Aiutare chi soffra in qualche modo di dipendenze (e paradossalmente, gli
anoressici hanno una dipendenza dal dimagrimento esattamente come gli
alcolisti dall’alcol) non è facile, ma anzi risulta spesso un’operazione
dolorosa e difficile, tale da dover richiedere spesso un sostegno per i
familiari di queste persone. E’ importante capire bene quali
atteggiamenti adottare nei loro confronti e quali invece siano i più
sbagliati.
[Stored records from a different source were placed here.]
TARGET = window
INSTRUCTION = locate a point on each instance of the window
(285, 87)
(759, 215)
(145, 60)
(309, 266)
Per fare questo è indispensabile contattare uno specialista,
che sappia dare i giusti consigli e indirizzare verso le persone più
competenti, poiché mai come in questo caso non è possibile farcela da
soli.
Qualche consiglio per i familiari
I campi su cui i parenti devono intervenire sono numerosi e per questo
vale la pena di dare qualche indicazione di massima su quelli più
importanti.
Il cibo
• Non acquistare cibo particolare per indurre la figlia a mangiare;
• ciascun membro della famiglia decide autonomamente cosa mangiare;
• nessuno deve essere forzato o limitato a mangiare qualcosa;
• non trasformare i pasti in un campo di battaglia;
• la persona con disturbo alimentare è responsabile del suo comportamento;
• se la figlia non mangia, delegare il problema al terapeuta e al nutrizionista della figlia;
• lasciare che sia la figlia a decidere che cosa mangiare;
• non controllare il peso, che cosa mangia, se si abbuffa...;
• non cadere nella trappola di nascondere il cibo se presenta comportamenti bulimici.
Comunicazione
• Non dare consigli e suggerimenti;
• non anticipare i bisogni dell'altro: domandare è più sicuro;
• non offendere e attaccare la figlia;
• non dire che è bugiarda (fa parte della malattia);
• non crearle sensi di colpa ("Mi ucciderai se...");
• non violarne la privacy;
• rispettare i ruoli all'interno della famiglia (non trattare la figlia come un'amica);
• non leggere il suo diario, non rispondere al telefono per la figlia;
• non prendere decisioni al suo posto
Aspetto fisico
• Non fare commenti sul peso e sull'aspetto fisico: cambiare discorso e spostarlo su argomenti più importanti;
• non scegliere i vestiti al posto della figlia
Comportamenti da tenere
• Essere franchi e sinceri, non nascondere niente, nemmeno le comunicazioni con il terapeuta;
• dare fiducia alla ragazza ed evitare di accusarla e rimproverarla per ogni cosa;
• favorire la sua autonomia: deve decidere della sua vita (lavoro, fidanzati, tempo libero);
• parlare d'altro che non sia cibo;
• rispettare i confini generazionali (una figlia non è un'amica);
• fare i genitori: porre regole chiare e non equivoche;
• non entrare nelle questioni personali fornendo consigli e suggerimenti.